For many of you, tomato season has come to a close. The late-summer harvest has ended and you have enjoyed big, juicy, sweet tomatoes in every way possible. In Japan, tomato season is always over. I have the most difficult time finding tomatoes that even come close to the ones I’ve eating in Minnesota. Here, the tomatoes are small, pink, and have a grainy flesh. They are very similar to the tomatoes that can be found in the mega supermarkets when tomatoes are out of season. Fortunately, cherry tomatoes are available and are quite good.
For the times when I am really craving that rich tomato flavor, I turn to this recipe. Slow roasting tomatoes, no matter what their quality, seems to bring out all the great things that tomatoes lovers treasure. And somehow, even the pinkest of tomatoes come out looking a deeper red.
You may remember the post I wrote over the summer about Ursula’s Wine Bar and Cafe in White Bear Lake, MN. This is a variation of a starter that has been on their menu for years. It is a favorite of many patrons, including myself. There is nothing like sitting at the bar with a big glass of red wine, warm crusty bread topped with the sweet, juicy, herby tomatoes and creamy, tangy goat cheese. I miss that…

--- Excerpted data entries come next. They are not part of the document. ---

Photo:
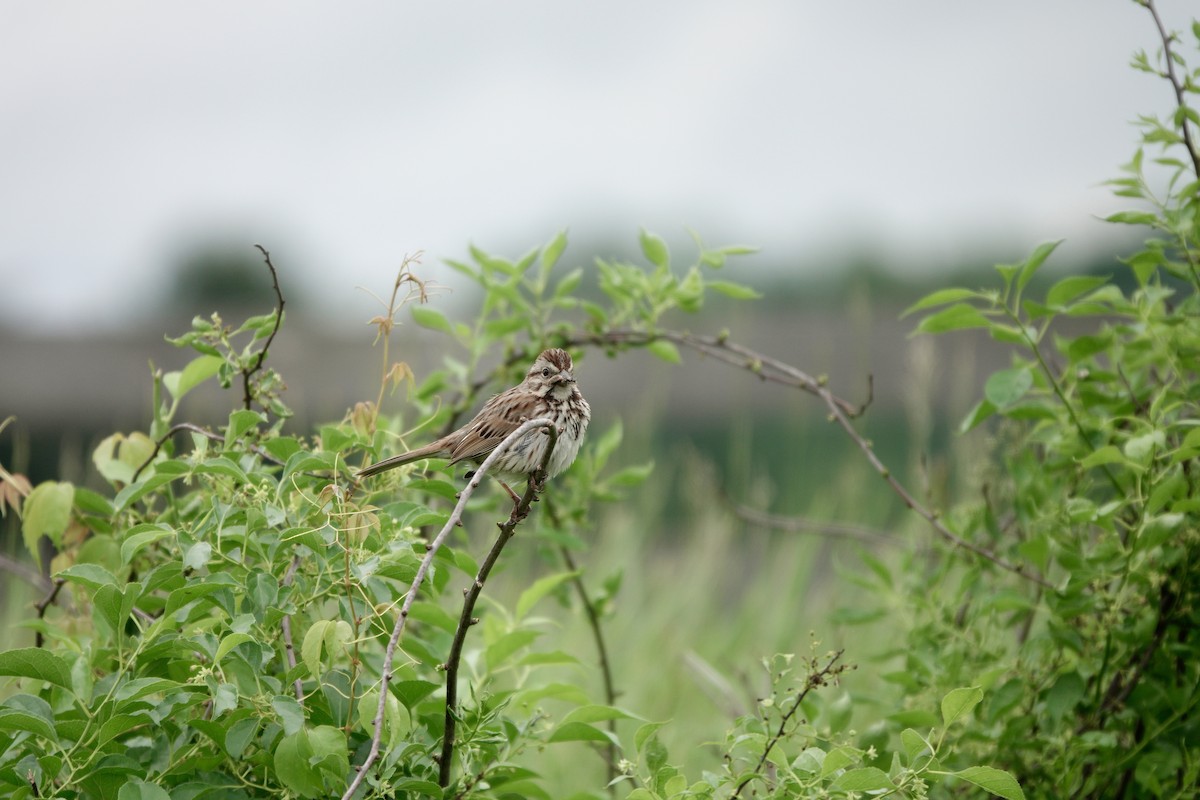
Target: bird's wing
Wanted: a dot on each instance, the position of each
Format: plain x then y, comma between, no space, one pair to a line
499,416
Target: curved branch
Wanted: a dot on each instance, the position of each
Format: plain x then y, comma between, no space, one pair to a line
247,398
840,411
1180,100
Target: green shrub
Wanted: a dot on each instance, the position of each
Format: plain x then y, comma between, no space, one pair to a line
237,617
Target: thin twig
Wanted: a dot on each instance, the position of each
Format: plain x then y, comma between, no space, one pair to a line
803,524
1180,98
593,617
43,603
288,647
815,680
520,511
247,398
840,411
397,631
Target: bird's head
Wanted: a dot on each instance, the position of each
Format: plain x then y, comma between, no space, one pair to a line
552,374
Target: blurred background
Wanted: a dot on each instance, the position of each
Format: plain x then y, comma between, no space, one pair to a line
873,150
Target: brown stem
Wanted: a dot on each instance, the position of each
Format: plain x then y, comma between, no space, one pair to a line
247,396
815,680
508,528
431,551
610,691
43,603
1180,100
289,649
840,411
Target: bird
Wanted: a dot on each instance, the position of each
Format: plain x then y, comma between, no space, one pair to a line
550,391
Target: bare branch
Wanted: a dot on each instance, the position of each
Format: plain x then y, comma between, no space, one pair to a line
816,679
840,411
802,524
247,398
520,511
286,624
1176,84
431,551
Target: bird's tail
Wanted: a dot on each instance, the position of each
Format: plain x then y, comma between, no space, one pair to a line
427,451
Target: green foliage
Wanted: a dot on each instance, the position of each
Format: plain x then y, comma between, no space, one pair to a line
226,606
1095,683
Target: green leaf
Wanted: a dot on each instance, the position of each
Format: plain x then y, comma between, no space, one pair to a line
88,575
736,290
505,325
36,663
1143,447
539,589
654,248
16,720
867,779
941,298
432,319
1007,386
46,512
665,350
1105,455
598,714
139,789
982,410
1037,259
229,643
955,318
631,475
293,757
119,456
91,503
1069,288
196,372
997,782
241,421
959,702
503,648
141,536
839,758
645,733
1132,218
569,282
913,744
581,732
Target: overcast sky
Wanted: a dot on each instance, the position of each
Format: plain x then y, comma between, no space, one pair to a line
343,134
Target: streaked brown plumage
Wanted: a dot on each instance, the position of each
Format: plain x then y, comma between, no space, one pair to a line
549,390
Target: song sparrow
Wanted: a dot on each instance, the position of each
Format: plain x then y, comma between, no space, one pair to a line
547,391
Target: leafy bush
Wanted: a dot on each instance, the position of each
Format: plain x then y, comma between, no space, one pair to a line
238,617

For my version of Ursula’s starter, I toss the tomatoes in olive oil and honey before placing them in a pan. A light sprinkling of sea salt and black pepper before they go into the oven and 45 minutes later a transformation occurs. The tomatoes are perfectly roasted with an intensely sweet flavor. The goat cheese is the perfect way to balance the tomatoes’ strong flavor.
This dish is great to make in large quantities and, if goat cheese is a little too rough on the wallet, you can use part goat cheese and part cream cheese. Just combine the two in a bowl and blend with an electric mixer until smooth and creamy. Perfect for the upcoming holidays! Thanks to Ursula’s for keeping this one on the menu. It’s nice to be able to recreate a delicious part of home such as this.

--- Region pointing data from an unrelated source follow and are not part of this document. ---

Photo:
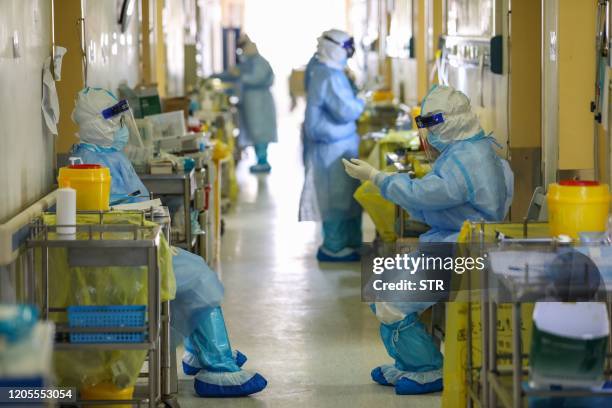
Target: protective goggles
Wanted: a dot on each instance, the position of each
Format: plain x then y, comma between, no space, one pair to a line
117,109
121,115
348,45
426,121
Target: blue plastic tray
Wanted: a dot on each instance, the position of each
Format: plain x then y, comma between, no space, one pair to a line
107,316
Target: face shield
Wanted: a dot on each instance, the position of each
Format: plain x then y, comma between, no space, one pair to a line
120,116
348,45
424,122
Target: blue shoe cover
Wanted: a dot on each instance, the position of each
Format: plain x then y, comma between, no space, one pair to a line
343,256
378,377
260,168
239,358
191,365
208,384
406,386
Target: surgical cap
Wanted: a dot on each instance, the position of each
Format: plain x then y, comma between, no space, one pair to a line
87,114
330,53
460,122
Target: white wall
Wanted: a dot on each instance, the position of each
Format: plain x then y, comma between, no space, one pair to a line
174,35
288,37
112,56
26,151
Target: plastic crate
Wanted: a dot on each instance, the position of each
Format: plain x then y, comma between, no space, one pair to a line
107,316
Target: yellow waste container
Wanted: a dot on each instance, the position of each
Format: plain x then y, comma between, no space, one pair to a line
107,391
576,206
92,183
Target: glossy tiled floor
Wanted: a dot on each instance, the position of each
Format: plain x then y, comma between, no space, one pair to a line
301,324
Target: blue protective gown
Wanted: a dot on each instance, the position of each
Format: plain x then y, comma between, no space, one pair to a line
196,311
257,110
467,182
329,136
124,180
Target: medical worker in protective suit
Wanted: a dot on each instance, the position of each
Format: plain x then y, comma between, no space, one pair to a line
104,130
468,181
329,136
257,111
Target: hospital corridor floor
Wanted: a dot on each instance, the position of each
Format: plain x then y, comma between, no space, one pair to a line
300,323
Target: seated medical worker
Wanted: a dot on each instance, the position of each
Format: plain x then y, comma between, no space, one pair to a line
196,313
468,181
330,135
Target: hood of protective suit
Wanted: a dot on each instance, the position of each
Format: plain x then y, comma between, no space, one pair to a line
460,122
248,47
330,53
87,114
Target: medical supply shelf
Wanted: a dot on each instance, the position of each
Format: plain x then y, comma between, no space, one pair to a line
176,184
104,245
506,386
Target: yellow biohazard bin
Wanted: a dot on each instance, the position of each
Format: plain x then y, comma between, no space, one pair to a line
576,206
92,183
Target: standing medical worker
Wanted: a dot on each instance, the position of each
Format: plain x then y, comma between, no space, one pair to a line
468,181
257,110
330,135
104,124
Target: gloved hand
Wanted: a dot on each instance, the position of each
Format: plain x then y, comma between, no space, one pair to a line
359,169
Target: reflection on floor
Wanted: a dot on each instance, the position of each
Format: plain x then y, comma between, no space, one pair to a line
300,323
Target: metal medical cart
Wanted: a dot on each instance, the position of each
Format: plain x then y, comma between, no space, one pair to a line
497,386
105,245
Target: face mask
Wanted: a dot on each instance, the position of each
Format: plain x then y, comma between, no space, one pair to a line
435,141
120,139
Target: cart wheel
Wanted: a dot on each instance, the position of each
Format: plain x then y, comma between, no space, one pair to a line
170,403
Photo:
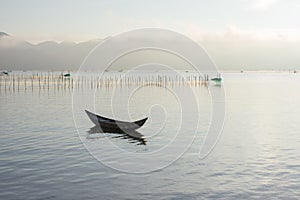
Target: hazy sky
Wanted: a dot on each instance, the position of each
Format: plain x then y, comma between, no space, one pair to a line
79,20
237,34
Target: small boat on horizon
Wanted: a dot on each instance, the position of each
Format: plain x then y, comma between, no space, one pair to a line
217,79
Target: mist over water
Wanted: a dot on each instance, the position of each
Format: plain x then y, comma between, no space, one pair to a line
42,155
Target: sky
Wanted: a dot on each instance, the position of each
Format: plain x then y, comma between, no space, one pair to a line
79,20
259,34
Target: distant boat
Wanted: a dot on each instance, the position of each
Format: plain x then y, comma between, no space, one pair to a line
217,79
111,125
4,73
68,75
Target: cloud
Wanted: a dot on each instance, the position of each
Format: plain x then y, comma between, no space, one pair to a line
263,5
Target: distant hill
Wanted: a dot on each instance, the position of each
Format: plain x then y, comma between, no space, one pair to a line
21,55
232,53
3,34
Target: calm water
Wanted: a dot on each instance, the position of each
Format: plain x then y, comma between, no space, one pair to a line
43,156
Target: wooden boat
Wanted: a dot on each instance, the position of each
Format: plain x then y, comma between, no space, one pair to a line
111,125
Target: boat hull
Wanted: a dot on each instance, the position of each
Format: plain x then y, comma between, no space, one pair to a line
111,125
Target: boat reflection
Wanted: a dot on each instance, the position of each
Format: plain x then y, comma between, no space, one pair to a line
132,136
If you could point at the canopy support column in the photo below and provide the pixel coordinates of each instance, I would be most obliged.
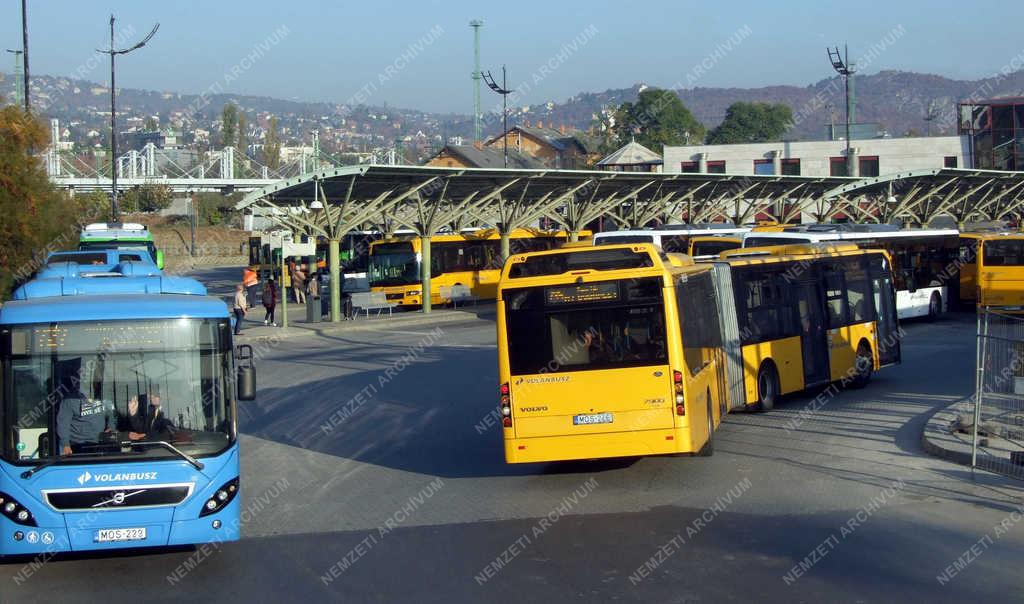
(425, 272)
(334, 264)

Oven Roasted Tomato and Goat Cheese Spread
Makes 4-6 appetizer servings
2 pints cherry tomatos (or 6 roma tomatoes) halved
3 tablespoons honey
2 tablespoons olive oil
sea salt and black pepper
1 teaspoon thyme leaves
12 oz. goat cheese
Preheat the oven to 325 degrees F (or 160 degrees C).
In a medium bowl, combine the tomatoes, honey and olive oil. Toss to coat. Transfer the tomatoes into a 9 inch pan with sides at least 1 inch high. Spread the tomatoes in an even layer and sprinkle with salt and black pepper. Put the tomatoes in the oven and roast for 45 to 1 hour. If you notice the skin of the tomato starting to burn at all, give them a quick stir during the cooking process.

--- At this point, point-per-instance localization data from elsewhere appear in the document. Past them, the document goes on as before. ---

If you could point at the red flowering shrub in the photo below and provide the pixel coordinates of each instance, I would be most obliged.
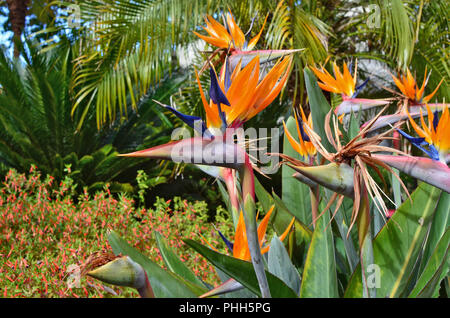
(46, 235)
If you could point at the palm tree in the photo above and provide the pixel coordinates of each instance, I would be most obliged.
(126, 47)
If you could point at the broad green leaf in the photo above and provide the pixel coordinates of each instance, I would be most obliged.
(319, 278)
(302, 234)
(242, 293)
(263, 196)
(280, 220)
(435, 271)
(441, 222)
(354, 124)
(295, 194)
(243, 272)
(164, 284)
(319, 107)
(281, 266)
(398, 244)
(174, 263)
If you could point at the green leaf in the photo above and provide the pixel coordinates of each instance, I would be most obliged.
(319, 107)
(281, 217)
(319, 274)
(398, 244)
(302, 234)
(164, 284)
(243, 272)
(295, 194)
(174, 263)
(440, 224)
(281, 266)
(435, 271)
(263, 196)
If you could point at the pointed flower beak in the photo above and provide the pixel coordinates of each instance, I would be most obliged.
(410, 90)
(336, 177)
(356, 104)
(240, 248)
(304, 146)
(242, 58)
(124, 271)
(435, 135)
(197, 150)
(388, 120)
(342, 83)
(229, 35)
(427, 170)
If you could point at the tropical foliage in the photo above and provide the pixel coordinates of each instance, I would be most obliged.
(360, 204)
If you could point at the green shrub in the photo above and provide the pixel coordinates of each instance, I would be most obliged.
(44, 234)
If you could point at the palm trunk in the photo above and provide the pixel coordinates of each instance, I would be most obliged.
(17, 14)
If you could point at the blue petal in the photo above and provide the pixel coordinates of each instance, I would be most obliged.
(303, 134)
(227, 243)
(413, 140)
(227, 75)
(419, 143)
(435, 119)
(215, 92)
(359, 88)
(190, 121)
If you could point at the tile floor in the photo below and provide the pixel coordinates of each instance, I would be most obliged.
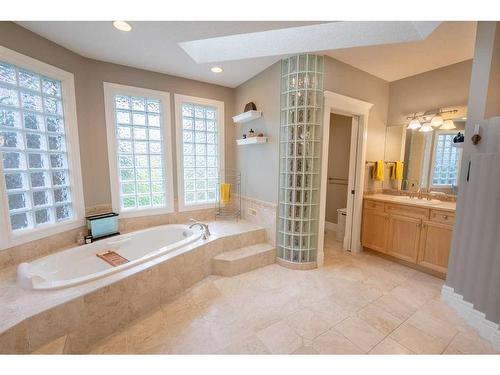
(354, 304)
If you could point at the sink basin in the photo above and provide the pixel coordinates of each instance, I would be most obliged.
(407, 199)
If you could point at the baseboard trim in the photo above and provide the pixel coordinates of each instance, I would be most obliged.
(330, 226)
(485, 328)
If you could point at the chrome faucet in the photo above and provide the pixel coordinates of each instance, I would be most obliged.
(203, 227)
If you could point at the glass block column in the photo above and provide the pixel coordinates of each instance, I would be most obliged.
(300, 150)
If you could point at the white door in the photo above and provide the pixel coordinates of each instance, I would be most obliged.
(352, 185)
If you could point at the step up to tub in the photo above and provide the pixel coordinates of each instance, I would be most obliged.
(234, 262)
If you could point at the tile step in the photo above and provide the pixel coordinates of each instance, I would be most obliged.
(235, 262)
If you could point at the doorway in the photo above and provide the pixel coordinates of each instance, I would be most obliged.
(338, 174)
(358, 111)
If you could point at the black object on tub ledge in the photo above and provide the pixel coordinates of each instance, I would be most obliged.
(103, 225)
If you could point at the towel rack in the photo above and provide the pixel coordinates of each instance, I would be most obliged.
(232, 209)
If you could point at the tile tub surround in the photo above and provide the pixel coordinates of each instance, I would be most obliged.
(355, 304)
(89, 312)
(52, 244)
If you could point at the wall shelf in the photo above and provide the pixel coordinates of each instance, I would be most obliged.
(247, 116)
(251, 141)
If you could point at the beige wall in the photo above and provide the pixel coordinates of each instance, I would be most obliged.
(89, 78)
(439, 88)
(338, 164)
(258, 164)
(346, 80)
(474, 264)
(493, 101)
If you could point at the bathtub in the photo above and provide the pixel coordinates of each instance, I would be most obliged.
(80, 264)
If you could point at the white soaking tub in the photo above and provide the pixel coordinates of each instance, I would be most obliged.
(80, 264)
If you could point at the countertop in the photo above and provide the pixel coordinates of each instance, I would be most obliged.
(446, 206)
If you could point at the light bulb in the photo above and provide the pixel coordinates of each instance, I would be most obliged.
(414, 124)
(426, 128)
(448, 125)
(122, 25)
(437, 121)
(216, 69)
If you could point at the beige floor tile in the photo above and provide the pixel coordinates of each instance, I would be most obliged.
(417, 340)
(249, 345)
(333, 342)
(307, 323)
(329, 311)
(54, 347)
(116, 344)
(438, 328)
(346, 307)
(390, 346)
(360, 333)
(279, 338)
(470, 343)
(395, 306)
(146, 333)
(303, 350)
(379, 318)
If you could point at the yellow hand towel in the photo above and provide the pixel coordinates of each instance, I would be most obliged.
(225, 193)
(397, 171)
(378, 171)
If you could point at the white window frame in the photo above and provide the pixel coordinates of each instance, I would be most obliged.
(110, 90)
(179, 100)
(8, 238)
(434, 147)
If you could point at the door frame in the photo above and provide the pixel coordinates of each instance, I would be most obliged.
(360, 111)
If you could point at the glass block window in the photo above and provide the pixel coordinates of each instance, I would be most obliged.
(140, 141)
(200, 153)
(446, 161)
(33, 149)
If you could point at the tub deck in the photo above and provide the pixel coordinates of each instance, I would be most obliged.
(21, 308)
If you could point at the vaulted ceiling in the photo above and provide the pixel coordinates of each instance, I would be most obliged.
(389, 50)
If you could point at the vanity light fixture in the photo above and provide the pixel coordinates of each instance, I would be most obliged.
(448, 125)
(414, 124)
(122, 25)
(437, 121)
(426, 127)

Meanwhile, in the bottom of a small oven-safe serving dish, spread the goat cheese in an even layer. When the tomatoes are done, carefully add the time leaves. Turn the oven temperature up to 350 degrees F (175 C). Using a slotted spoon, transfer the tomatoes on top of the goat cheese and place the dish in the oven for about 10 minutes until the cheese is heated through. Again, keep an eye on the tomatoes to ensure they do not burn.
Serve with warmed crusty bread or crackers.